Lisheennagaurlagh, Carrigeen, Co. Galway
Co. Galway |
Burial Grounds
On a quiet patch of ground in Carrigeen, County Galway, lies a children's burial ground whose small headstones, each barely thirty centimetres tall, stand in a loose subcircular cluster with no surrounding wall or enclosure to mark it off from the surrounding land.
These were not ordinary graveyards. Known in Irish tradition as cillíní, children's burial grounds of this kind were used for the interment of unbaptised infants and others who, under Catholic canon law, were excluded from consecrated ground.
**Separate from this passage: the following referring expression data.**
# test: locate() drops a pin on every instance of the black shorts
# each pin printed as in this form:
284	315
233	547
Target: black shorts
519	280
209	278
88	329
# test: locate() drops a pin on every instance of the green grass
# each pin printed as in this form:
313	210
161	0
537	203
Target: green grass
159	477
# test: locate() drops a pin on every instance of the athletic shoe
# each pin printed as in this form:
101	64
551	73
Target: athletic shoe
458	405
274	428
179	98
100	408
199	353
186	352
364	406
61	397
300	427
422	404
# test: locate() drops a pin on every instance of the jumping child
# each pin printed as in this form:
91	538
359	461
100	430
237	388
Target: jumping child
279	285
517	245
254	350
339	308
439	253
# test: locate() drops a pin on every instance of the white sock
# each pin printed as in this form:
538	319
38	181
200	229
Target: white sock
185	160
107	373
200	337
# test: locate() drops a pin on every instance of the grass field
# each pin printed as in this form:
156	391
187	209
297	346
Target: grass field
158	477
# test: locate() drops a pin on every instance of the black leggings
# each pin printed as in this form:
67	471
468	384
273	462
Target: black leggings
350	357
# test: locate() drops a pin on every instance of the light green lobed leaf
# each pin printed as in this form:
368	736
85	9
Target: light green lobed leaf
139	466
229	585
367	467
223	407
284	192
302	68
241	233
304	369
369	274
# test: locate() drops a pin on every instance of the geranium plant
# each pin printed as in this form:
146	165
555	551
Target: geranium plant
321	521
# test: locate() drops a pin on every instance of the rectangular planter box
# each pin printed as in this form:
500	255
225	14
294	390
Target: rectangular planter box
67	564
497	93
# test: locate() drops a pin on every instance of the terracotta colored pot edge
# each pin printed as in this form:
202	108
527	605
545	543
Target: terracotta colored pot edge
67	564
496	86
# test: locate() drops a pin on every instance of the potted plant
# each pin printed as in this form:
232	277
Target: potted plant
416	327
They are found across Ireland, often in marginal or ancient locations, and carry a particular quiet weight in the landscape.
The site at Lisheennagaurlagh is associated with the remains of a possible nearby chapel, and its graves were recorded in 1952 by McCaffrey, who noted eleven marked plots in total, six to the south and five to the west of the old church structure. The headstones and foot-stones were described as well fashioned, and were probably salvaged from the chapel itself, their good quality suggesting a degree of care in a place that formal religion had otherwise left aside. Local information gathered by McCaffrey indicated that the last burial here took place in the late 1930s, meaning living memory once reached back to its use. When the site was first formally inspected in February 1983, the grave-markers were still visible, small and aligned east to west in the customary orientation. By June 1992, however, the ground had been entirely overtaken by dense blackthorn and briar, and the site had become impenetrable. What had been a legible, if modest, memorial landscape had effectively been swallowed by the scrub within a single decade.